夜、夕餉を済ませた後も公務へと戻る事が多い信長様を待つ間、私はいつも贈られた反物の端切れを使って小物作りをしていた。
最初の小物は、いつもお世話になっている小夜ちゃんに感謝の気持ちを込めて贈った。そしてそれを見た他の女中さん達も褒めてくれて、出来上がる度に、みんなに贈っていた。

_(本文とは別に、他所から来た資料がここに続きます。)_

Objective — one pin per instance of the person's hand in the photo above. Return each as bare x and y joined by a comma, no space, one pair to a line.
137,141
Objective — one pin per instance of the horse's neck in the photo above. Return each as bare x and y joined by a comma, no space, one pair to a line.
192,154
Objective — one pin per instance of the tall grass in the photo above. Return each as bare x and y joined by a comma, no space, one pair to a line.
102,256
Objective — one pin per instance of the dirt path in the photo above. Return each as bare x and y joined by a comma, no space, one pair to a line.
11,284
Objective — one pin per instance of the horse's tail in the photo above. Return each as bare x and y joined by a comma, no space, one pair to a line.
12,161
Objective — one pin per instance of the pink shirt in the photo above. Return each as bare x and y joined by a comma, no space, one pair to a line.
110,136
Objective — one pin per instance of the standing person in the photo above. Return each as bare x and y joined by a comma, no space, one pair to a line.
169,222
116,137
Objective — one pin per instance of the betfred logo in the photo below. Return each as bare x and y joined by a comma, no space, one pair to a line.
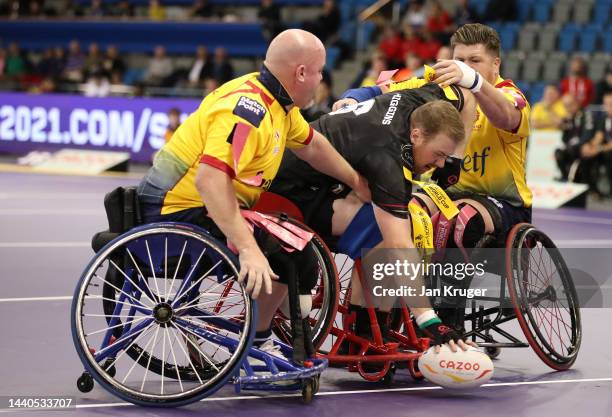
459,366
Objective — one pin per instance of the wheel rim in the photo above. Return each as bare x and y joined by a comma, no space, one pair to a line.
543,296
161,317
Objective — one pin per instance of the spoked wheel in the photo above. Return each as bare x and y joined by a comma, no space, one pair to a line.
324,296
544,296
144,321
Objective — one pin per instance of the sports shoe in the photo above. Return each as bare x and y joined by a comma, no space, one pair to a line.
270,348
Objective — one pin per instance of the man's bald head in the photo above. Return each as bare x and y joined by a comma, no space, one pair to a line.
296,58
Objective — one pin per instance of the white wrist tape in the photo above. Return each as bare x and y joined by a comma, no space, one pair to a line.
470,79
425,317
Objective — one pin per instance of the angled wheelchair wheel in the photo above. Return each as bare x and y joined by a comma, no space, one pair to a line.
144,317
324,296
543,296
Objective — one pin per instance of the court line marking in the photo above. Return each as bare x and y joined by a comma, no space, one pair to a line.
19,299
20,169
54,196
333,393
47,212
576,219
45,244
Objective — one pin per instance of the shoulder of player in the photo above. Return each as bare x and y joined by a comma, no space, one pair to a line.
245,101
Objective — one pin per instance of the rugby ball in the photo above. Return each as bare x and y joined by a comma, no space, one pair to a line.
456,370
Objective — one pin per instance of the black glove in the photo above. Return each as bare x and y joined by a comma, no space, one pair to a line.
440,333
449,174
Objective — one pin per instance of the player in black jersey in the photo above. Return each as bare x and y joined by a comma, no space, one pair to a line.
415,129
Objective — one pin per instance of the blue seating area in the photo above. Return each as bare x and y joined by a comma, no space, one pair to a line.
240,39
214,2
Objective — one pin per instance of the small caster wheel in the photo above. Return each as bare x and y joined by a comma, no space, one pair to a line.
415,372
85,382
109,367
493,352
307,391
389,377
316,383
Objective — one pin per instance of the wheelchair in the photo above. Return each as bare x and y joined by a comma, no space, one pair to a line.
535,288
158,318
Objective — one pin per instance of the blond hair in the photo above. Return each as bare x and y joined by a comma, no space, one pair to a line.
477,33
438,117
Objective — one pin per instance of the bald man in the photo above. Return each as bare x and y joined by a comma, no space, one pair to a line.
228,152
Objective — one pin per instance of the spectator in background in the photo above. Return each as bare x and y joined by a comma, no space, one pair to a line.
415,15
2,62
97,85
413,68
327,24
412,42
69,9
439,23
174,120
73,70
200,69
464,13
202,9
113,66
323,101
576,128
598,150
58,63
93,61
604,86
15,64
577,83
222,70
270,18
429,47
156,10
501,11
444,53
96,9
391,46
35,9
160,67
210,84
44,66
123,9
550,112
368,76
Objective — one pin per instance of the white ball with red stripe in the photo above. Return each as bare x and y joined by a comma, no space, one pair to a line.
457,370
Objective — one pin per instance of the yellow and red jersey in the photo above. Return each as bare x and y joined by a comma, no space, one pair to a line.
240,128
494,161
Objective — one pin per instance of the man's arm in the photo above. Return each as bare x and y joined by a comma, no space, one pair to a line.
397,234
217,192
499,110
322,156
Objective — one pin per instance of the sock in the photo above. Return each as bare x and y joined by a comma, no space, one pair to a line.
261,337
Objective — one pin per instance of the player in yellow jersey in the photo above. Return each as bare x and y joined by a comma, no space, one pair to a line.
488,179
227,153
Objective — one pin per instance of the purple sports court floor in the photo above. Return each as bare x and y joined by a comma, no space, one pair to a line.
46,222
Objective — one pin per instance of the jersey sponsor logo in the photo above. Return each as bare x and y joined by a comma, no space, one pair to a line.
392,109
476,162
250,110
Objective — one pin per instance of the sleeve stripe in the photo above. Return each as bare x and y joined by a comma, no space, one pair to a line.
239,138
219,164
310,136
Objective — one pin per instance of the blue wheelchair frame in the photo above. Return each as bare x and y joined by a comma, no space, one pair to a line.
131,293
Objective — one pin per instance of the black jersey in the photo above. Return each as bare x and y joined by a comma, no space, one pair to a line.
374,137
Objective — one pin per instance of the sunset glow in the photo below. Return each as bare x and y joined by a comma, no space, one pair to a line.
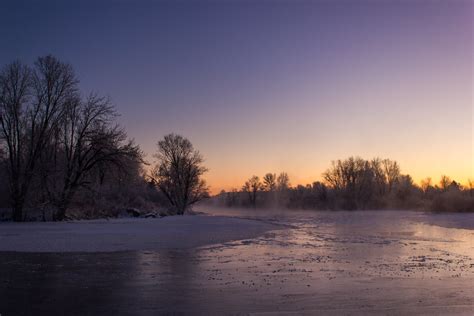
267,88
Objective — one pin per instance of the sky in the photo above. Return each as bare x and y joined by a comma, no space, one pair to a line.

越前にいた頃は家計の足しにと思って売っていた。けれど、ここ安土の着物や小物達に実際目で見て触れてからは、自分の作った物を売るなんてとんでもないと思っていたから、小夜ちゃんのさっきの一言はとても嬉しかった。
天主の襖をゆっくりと開ける。
信長様は軍議なのか、いないみたいだ。
さらに奥の部屋の自分の衣装箪笥から、今までに作った小物を入れてある巾着袋を取り出した。
「どうか売れますように」
巾着袋を握りしめて、私はまた女中部屋へと戻った。
〜後日〜
「空良、あれ全部売れたよ!」
女中部屋で掃除の支度をしていると、小夜ちゃんが入ってきて嬉しそうに話してくれた。
「本当?全部売れたの?」
(信じられない)
「うん。しかも、空良さえよければ色々とお願いしたい品があるから直接会いたいって。あ、先にお金渡すね」
ちゃりんと音を立てて、お金が自分の手の平の上に置かれた。
「わぁ.....」
久しぶりに見るお金はとても新鮮で、かなり長い事目にしなかった自分にも驚いたと同時に、それだけ信長様に全てを養ってもらっていると言う事に、改めて感謝の気持ちが湧いてきた。
「城下に出る事は出来そう?その時は私も一緒に行くよ?」
「うーーーん、こればかりは信長様に聞いてみないと......」
外に出たいとお願いした事もないから、どんな反応をされるかは分からないけど。